這點好處,價效比太低。有些教授難免會敷衍了事。
勞拉做過希區柯克的專題,看了一本書和五場電影,就結束了。
凱西每次去見教授,發現都是趕上他的答疑時間,一群基礎課的小朋友嗷嗷待哺地排隊站在門口。她只好三言兩語概括一下這一週的讀書感言,趕緊走人。
不過,總體說來,文科的小灶,質量也是有保障的。政治系的學姐告訴我,她的師父去法國出差,還會幫她帶幾本對她的論文有幫助的書。
哲學系的學姐則說,根本不用師父推薦什麼書,就師父的書,估計我這一輩子都吸收不完。能和這樣的人多待幾個小時,已是榮幸之至。
可是像薩維諾這樣,勤勤懇懇開小灶,以至於緋聞纏身的,不說絕無僅有,也是為數甚少。
薩維諾認識我,是在他的小說寫作課上。我剛到美國一年多,雖然讀過的小說不少,但寫小說卻是頭一次。何況,班上除了我,是清一色的美國妹,很多人都在報刊或網路媒體上發表過作品。所以在班上,我幾乎是一言不發。
薩維諾的講法很直接。
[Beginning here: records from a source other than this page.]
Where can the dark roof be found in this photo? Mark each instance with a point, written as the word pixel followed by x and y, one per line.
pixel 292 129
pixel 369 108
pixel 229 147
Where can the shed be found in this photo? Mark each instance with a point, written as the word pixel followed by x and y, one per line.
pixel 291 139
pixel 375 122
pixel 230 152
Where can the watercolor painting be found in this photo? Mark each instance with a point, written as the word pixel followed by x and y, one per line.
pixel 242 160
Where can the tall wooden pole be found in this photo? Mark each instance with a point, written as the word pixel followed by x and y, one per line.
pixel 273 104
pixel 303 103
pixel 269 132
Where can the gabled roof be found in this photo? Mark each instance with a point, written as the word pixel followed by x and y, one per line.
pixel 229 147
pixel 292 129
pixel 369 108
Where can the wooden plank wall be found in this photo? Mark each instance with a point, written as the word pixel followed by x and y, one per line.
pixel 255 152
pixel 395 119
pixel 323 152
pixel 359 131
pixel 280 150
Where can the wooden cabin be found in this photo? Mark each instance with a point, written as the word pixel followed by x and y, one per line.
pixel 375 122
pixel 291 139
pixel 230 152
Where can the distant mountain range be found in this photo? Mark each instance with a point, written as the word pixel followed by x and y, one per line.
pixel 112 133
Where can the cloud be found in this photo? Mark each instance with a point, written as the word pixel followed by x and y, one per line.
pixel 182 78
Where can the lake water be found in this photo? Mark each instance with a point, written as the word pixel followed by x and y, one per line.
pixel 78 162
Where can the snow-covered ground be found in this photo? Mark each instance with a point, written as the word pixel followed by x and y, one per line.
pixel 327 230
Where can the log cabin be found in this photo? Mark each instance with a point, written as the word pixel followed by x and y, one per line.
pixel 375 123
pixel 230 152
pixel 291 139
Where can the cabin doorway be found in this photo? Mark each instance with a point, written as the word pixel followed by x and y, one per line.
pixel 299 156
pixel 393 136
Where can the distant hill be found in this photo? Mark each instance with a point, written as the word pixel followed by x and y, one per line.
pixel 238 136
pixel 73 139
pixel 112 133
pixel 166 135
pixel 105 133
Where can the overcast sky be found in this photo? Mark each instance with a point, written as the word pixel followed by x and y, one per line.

每週佈置我們讀一個短篇,再留一篇與這部作品有相似之處的作業。
讀詹姆斯·喬伊斯(jamesjoyce)的《阿拉比》(araby),他讓我們寫一個由小時候的一段經歷所啟發的故事。
讀喬伊斯的另一個短篇《泳者》(theswimmers),他要求我們寫的故事中,「有人物要浸在水裡,可以是浴缸、大海、泥潭,或者別的什麼地方,只要有水就行」。
讀弗蘭克·奧康納(franko'connor)的《國家客人》(guestsofthenation),他讓我們寫的故事中,有「某個角色私藏手槍」的情節。
一天,我們坐在教室裡等他來上課。有人發起牢騷來:他的題目,也太多了。每週一篇,誰能保質保量呢?
星星之火,很快變為貶損薩維諾的大火。有人說他留的題目多也就罷了,關鍵是激發不起創作靈感,不像自己高中時的老師,帶著學生去湖邊,讓大家閉上眼睛躺在草地上,然後在每人手裡放上一把破舊的銅鑰匙。有人則說他分析起名篇,思維片面,不愛聽學生的意見。
我沒有插嘴。即使薩維諾的有些題目挺牽強,我還是寧願讀讀名篇,也別曬著太陽,摸著破鑰匙。但我辯論不過一屋子的小作家。
薩維諾不夠圓滑,上課時不會在否定學生的回答之前,先笑吟吟地說上一句「你講的非常有趣,但是……」。他直截了當的「不對」,定然是打擊了不少積極的發言者。不過,對我來說,一言堂可比百家爭鳴要奏效得多。
這時候,薩維諾進了教室,開始發我們上次交的作文。
他給我手寫的一頁評語中,最後是這麼一句話:你很有天賦。下課後,到我辦公室來一下吧。
我受寵若驚,去見他時,他儼然是一副收徒弟的姿態。
接下來的學期,我就吃上了小灶。
我能有什麼天賦呢?只是,在薩維諾眼裡,十個美國同學寫的美文,比不上我的一篇奇文。
就拿那個「泡在水裡」的短篇來說吧。美國同學寫的,言辭都很是優美,而且,篇幅也符合他的要求,在8頁以內:
一位女士給嬰兒洗澡,差點把自己給淹死了,因為,她得了產後憂鬱症,把自己的頭伸進澡盆裡了。
一位年輕女士裸睡被偷窺了,卻天天幻想和偷窺者共眠。偷窺者來了,她卻膽怯了。
一對苦命鴛鴦在隱蔽的小河邊談情說愛。當然,世上沒有真正的「隱蔽」,結果,自然是曲終人散。
種族隔離時代,一個黑人小孩誤闖白人的泳池,引發了村民大戰。最後,小孩子一個人背井離鄉。小孩無辜的朋友成了嫌疑人,在反抗中被私刑處死。
而我寫的,不僅篇幅超標,達15頁,而且滿紙語法錯誤:
小學聯考,淘氣包用手機作弊,被班主任帶到辦公室寫檢查。辦公室裡還有班主任的寵兒——提前交卷的班長。他正在修改他將在家長會上做的演講。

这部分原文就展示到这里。